Tougher Competition This Week

While it might not always be the case, it appears that Pitt's football schedule will get progressively more difficult with each passing week this season.

Pittsburgh (2-0) opened against Youngstown State, formerly a Division I-AA program -- albeit among the best in the nation with four national titles in the 1990s -- and then traveled to defending Mid-American Conference champion Buffalo Saturday. Both ended in decisive Panthers' victories.

But this week should be a little tougher for Pitt, which faces the Naval Academy (1-1) Saturday at 6 p.m. at Heinz Field. The Midshipmen run the triple-option offense nearly to perfection, and they ran all over the Panthers in 2007 during a 48-45 double-overtime victory.

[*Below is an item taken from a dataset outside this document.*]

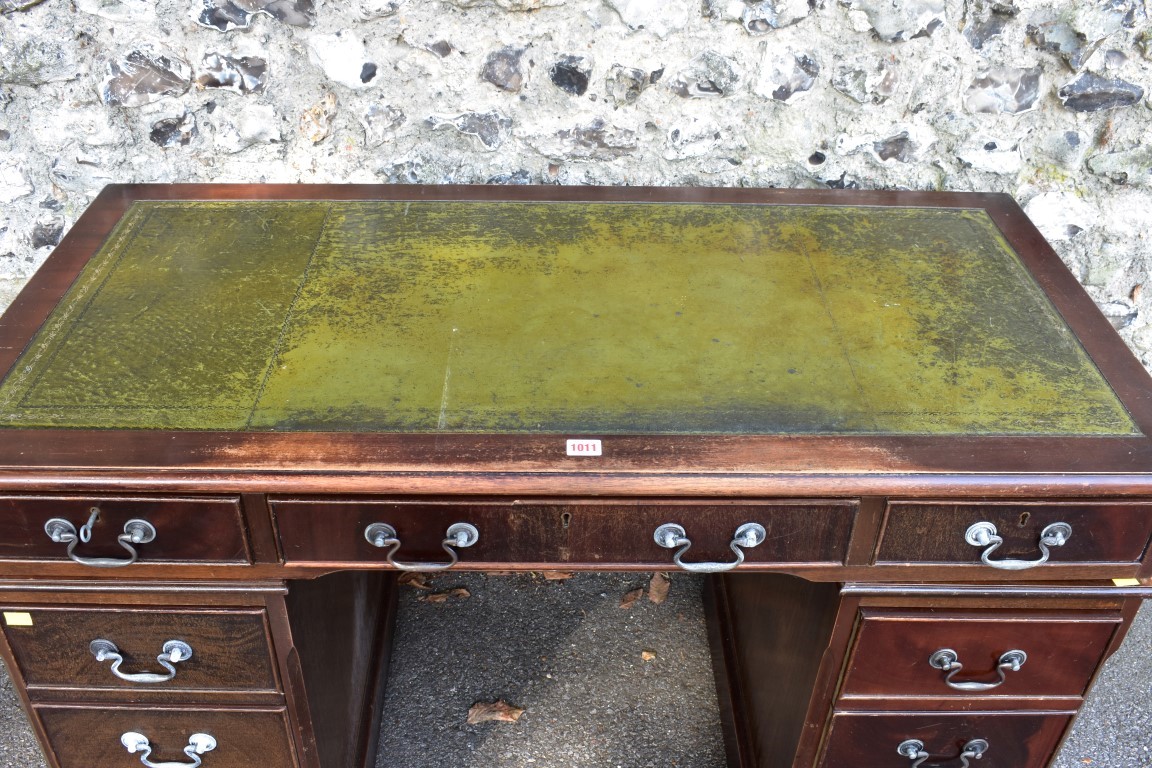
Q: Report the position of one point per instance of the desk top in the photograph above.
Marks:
(512, 312)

Last fall, Pitt shut down host Navy in the second half and won 42-21.

"We'll see how we respond this week, but the way it's played out, if you look at the history of the teams, it's kind of been a step each week,'' Pitt coach Dave Wannstedt said. "Navy, obviously, is a better football team than Buffalo was. And Buffalo was better than Youngstown State.

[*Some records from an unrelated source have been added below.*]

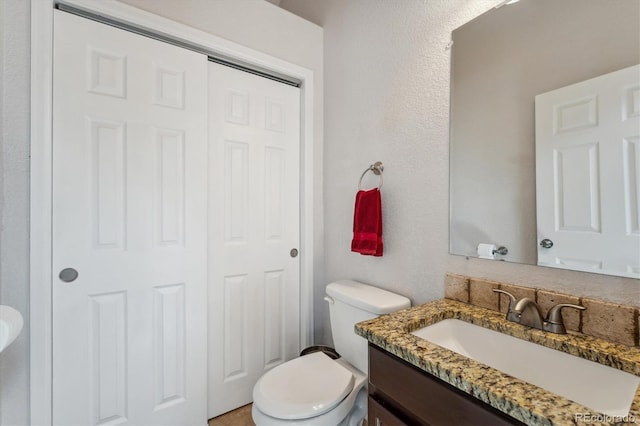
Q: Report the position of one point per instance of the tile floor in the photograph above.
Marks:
(238, 417)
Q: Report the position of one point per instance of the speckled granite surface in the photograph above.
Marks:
(521, 400)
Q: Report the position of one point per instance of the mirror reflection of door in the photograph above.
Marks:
(588, 175)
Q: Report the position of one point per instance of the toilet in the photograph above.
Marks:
(315, 389)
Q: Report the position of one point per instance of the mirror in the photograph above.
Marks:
(501, 61)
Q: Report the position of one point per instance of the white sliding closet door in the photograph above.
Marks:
(129, 215)
(254, 211)
(588, 174)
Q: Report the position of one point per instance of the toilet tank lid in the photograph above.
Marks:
(366, 297)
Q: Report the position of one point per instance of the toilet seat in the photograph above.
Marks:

"So, our players understand that, and we need to take our game up a notch -- not just emotionally, because I thought we were emotional in all the games -- but our execution, eliminating the bad things and (eliminating) the penalties.

"All of a sudden,'' Wannstedt added, "those things (occurring) against Navy could be the difference between winning and losing. So, the importance of playing clean games (no penalties or miscues) as the competition gets better becomes even more important.''

Fifth-year senior quarterback Bill Stull preferred not to go by that standard, basically that the schedule becomes more difficult for Pitt with every passing week, but he also was confident that the Panthers have the talent to win every game if they play up to their ability.

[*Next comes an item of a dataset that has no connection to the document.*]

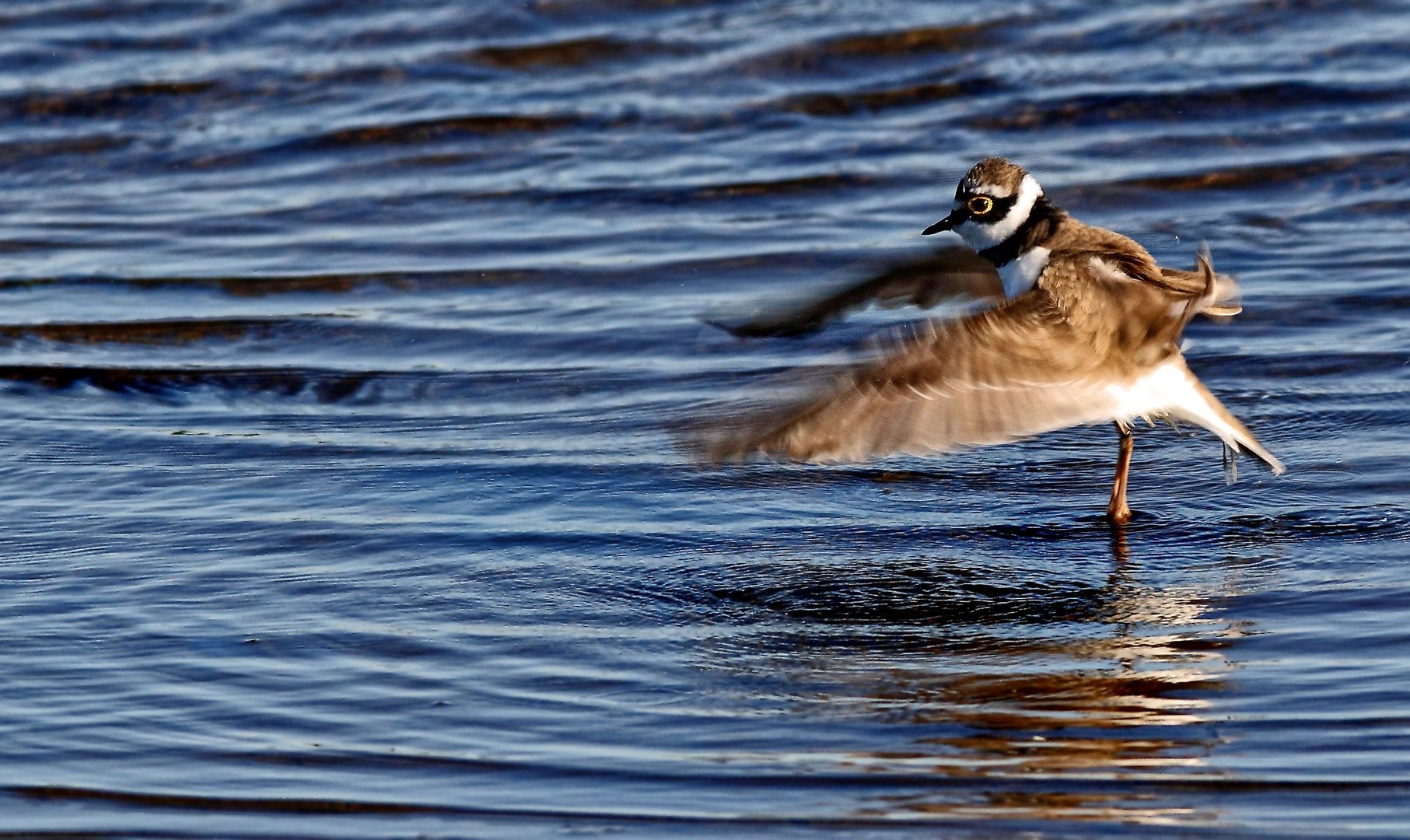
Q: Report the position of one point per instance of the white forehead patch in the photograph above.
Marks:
(981, 237)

"I wouldn't say that every team on our schedule is going to be better than the (previous) team,'' Stull said. "It's college football, and you never know who's going to win or play better on that day. But we understand that if we go out and play our game and eliminate turnovers, we have a chance to win.

"And if our offense continues to execute the way we know how and play well and play the way that we've practiced since the spring when Coach Cignetti came in, we can be successful. If all facets of our game -- offense, defense and special teams -- continue to play well, then we'll have a chance to win.''

Sixth-year senior middle linebacker Adam Gunn believed it was just a good idea for the Panthers to step up their game every week anyway. And certainly another level was needed to be successful against Navy.

"Coach showed us a couple clips to show us what type of defense we are,'' Gunn said. "He showed us the bad plays, and he showed us the good plays. And we all just came together and said that we're not the defensive team that gave up over 300 yards and 20 points on just eight plays (against Buffalo).

"We're the defense that held them to zero points in the third quarter. So, it's something that we really need to focus on to be that third-quarter team and not the defense that gave up so much on those eight plays.''

And Gunn quickly added that the Panthers already have begun correcting the mistakes they made against Buffalo.

"We started early Sunday to correct the missed tackles and missed alignments and wrong angles that we took,'' Gunn said. "So, those were easily fixable, but this week it's definitely important going against a run-oriented offense. They're going to run 75-80 percent of the time, so (sure) tackling is very important.

"It's always important, but it's even more critical for this game. We need to be more efficient in that area to be successful against Navy. ... We need to be sound, very efficient on defense all the way through from our defensive line to the linebackers and all the way back to our secondary.''

And if Pitt continues to improve every week, it should be ready for the steady progression of opponents on its schedule as well.